Irish law does not as yet fully recognise hate crime or hate speech as a criminal offence, however INAR, as part of the Coalition Against Hate Crime, is working hard to change this.

  • Racist hate speech: Hate speech covers all forms of expression which spread, incite, promote or attempt to justify any form of hatred, stereotyping or discrimination that is based on intolerance. Racist hate speech includes intolerance of people based on their real or perceived “racial”, national, ethnic or cultural backgrounds (including Travellers and Roma), or their real or perceived religious identity.


  • Globally the language of Anti-Black racism is the language which evokes and celebrates the historic violence against Africans. Dehumanising language has been the precursor to racist violence, lynchings and mass murder throughout history.
  • In the period leading to the Nazi Holocausts against Jews (the Shoah) and against Roma (the Porajmos), Jews and Roma were described as sub-humans, as vermin, as rats, and as disease. Having been dehumanised as pests, 6 million Jews and half a million to a million Roma were then systematically murdered.
  • In the time leading up to the genocide in Rwanda, radio stations described Tutsis as cockroaches, as vermin.
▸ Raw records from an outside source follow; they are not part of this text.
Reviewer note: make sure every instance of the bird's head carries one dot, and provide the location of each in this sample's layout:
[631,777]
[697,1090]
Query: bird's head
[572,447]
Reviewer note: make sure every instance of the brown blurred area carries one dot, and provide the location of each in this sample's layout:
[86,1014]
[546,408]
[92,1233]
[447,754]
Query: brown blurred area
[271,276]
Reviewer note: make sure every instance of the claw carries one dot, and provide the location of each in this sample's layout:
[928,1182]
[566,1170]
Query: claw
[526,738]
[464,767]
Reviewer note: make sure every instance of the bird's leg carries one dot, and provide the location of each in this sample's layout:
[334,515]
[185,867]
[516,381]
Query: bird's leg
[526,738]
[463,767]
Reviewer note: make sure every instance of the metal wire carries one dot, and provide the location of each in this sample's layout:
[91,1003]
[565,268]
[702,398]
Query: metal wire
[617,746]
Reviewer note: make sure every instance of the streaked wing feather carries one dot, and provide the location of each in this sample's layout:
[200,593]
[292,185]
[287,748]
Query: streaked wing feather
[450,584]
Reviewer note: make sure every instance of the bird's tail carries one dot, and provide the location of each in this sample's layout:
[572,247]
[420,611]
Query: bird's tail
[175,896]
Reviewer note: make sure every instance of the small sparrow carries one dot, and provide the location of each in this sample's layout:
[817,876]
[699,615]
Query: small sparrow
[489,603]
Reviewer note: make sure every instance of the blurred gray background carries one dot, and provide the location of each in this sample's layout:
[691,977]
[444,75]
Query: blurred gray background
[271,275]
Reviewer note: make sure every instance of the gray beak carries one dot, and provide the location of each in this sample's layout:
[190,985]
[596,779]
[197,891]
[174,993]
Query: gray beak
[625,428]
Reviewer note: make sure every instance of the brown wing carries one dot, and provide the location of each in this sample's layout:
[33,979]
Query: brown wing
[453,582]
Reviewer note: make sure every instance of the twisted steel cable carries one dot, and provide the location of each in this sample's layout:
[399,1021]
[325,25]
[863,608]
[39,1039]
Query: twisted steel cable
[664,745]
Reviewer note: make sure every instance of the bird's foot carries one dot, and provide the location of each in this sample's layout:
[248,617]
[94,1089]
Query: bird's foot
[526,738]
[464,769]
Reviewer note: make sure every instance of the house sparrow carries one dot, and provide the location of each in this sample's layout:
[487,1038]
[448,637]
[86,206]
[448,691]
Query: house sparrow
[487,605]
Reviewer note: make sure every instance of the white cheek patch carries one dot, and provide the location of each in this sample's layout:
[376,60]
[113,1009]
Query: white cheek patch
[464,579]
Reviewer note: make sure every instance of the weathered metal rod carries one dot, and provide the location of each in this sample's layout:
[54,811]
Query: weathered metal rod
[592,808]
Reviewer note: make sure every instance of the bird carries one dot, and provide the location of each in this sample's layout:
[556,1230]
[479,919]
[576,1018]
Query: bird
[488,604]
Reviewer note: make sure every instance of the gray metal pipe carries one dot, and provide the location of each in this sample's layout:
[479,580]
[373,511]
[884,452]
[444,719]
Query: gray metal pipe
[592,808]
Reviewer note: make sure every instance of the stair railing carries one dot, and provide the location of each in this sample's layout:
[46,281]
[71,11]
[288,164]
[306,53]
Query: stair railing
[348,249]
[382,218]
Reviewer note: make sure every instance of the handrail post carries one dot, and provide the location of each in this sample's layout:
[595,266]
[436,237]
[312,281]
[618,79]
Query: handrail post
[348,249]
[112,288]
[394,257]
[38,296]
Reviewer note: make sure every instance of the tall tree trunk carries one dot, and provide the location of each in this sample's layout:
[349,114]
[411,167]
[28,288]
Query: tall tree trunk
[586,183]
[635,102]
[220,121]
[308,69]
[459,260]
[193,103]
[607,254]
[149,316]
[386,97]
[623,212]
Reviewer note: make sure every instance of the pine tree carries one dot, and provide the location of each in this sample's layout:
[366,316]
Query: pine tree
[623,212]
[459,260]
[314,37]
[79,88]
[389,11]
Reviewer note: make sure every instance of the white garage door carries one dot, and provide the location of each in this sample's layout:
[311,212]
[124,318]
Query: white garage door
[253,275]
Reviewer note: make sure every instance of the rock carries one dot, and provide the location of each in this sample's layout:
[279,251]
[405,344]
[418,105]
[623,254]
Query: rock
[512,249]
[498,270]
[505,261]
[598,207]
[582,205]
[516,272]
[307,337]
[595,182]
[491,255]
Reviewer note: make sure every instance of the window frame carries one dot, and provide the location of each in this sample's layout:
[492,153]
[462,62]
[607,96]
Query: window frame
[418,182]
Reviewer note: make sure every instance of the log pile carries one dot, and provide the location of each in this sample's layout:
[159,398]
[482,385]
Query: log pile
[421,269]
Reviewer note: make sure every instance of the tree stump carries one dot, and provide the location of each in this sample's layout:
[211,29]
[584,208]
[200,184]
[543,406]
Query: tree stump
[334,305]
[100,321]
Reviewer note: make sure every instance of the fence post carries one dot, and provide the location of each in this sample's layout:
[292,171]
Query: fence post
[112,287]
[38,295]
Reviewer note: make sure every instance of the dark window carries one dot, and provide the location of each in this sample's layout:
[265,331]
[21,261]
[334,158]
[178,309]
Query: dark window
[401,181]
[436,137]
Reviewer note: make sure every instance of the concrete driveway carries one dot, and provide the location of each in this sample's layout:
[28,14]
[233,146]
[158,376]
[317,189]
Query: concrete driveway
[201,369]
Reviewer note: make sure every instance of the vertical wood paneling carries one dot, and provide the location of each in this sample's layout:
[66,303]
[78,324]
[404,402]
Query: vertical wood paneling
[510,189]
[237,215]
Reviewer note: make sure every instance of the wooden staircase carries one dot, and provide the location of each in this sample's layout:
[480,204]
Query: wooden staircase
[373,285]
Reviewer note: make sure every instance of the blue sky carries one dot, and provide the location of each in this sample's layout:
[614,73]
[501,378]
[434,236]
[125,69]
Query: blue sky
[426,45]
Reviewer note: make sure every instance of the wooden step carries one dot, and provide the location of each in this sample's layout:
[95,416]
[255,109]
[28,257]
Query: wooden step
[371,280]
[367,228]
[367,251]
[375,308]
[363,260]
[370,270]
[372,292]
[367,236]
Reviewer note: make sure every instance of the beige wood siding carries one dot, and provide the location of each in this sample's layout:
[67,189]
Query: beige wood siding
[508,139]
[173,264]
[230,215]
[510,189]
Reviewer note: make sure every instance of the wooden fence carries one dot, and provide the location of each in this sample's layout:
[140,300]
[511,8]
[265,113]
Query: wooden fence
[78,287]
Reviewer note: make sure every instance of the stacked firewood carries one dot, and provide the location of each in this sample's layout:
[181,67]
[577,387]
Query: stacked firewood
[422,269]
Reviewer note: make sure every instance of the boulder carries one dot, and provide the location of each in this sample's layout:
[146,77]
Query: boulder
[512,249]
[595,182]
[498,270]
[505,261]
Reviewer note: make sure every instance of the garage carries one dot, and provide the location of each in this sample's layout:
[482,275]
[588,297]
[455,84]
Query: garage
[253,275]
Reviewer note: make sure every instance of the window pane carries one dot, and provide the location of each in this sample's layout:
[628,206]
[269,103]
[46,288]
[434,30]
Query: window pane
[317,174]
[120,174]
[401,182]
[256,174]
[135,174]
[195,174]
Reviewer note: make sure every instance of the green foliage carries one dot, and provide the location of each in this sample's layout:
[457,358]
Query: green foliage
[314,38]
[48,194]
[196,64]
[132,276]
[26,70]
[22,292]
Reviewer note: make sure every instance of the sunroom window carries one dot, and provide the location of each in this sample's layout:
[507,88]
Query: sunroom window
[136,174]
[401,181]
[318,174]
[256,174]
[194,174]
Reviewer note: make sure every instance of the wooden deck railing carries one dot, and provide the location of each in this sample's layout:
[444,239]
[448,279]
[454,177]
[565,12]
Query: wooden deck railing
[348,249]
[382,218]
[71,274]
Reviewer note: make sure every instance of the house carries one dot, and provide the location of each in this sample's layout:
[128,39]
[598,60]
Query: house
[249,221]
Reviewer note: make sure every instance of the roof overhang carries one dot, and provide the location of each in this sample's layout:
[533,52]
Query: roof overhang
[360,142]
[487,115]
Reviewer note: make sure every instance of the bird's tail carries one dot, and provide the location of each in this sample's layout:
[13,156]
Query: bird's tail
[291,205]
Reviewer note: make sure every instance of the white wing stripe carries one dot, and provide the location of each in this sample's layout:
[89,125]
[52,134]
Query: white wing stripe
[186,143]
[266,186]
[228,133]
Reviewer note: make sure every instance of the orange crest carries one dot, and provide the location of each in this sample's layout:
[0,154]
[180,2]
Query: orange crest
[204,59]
Over one million were murdered.
  • In Bosnia, the massacre of thousands of Bosnian Muslims at Srebrenica was preceded by Serb radio and newspapers referring to Bosniaks as “others” and “aliens”.
  • Following the recent genocide against Rohingya Muslims in Burma, social media platform Facebook was criticised by the UN for facilitating the genocide by failing to restrict a proliferation of hatred-inciting posts which encouraged the violence.
  • Labelling and stereotyping of a whole group or community occurs when persistent assertions are presented as facts over a period of time, when a minority community is blamed for the broader problems of society or when the anti-social actions of some members of a community are deemed to be the defining characteristics of a whole community. Myths and misinformation can fuel or contribute to an environment where assaults, threatening behaviour and discrimination are more likely to occur.

Pyramid of hate

The pyramid of hate is a scheme for explaining the relationship between the most extreme acts of racial violence, including genocide, and other lesser acts of violent and verbal hatred and prejudice.  Every escalation of hatred is more likely to occur if the context includes the presence of ‘lesser’ manifestations of prejudice and hatred. The people responsible for escalating acts of hatred, do so under the pretext that they are expressing the views of the group they claim to represent; they are enabled to escalate to the next level by the normalisation of prejudice around them. As each level of hatred becomes accepted as normal, society moves up the scale of hatred towards genocide.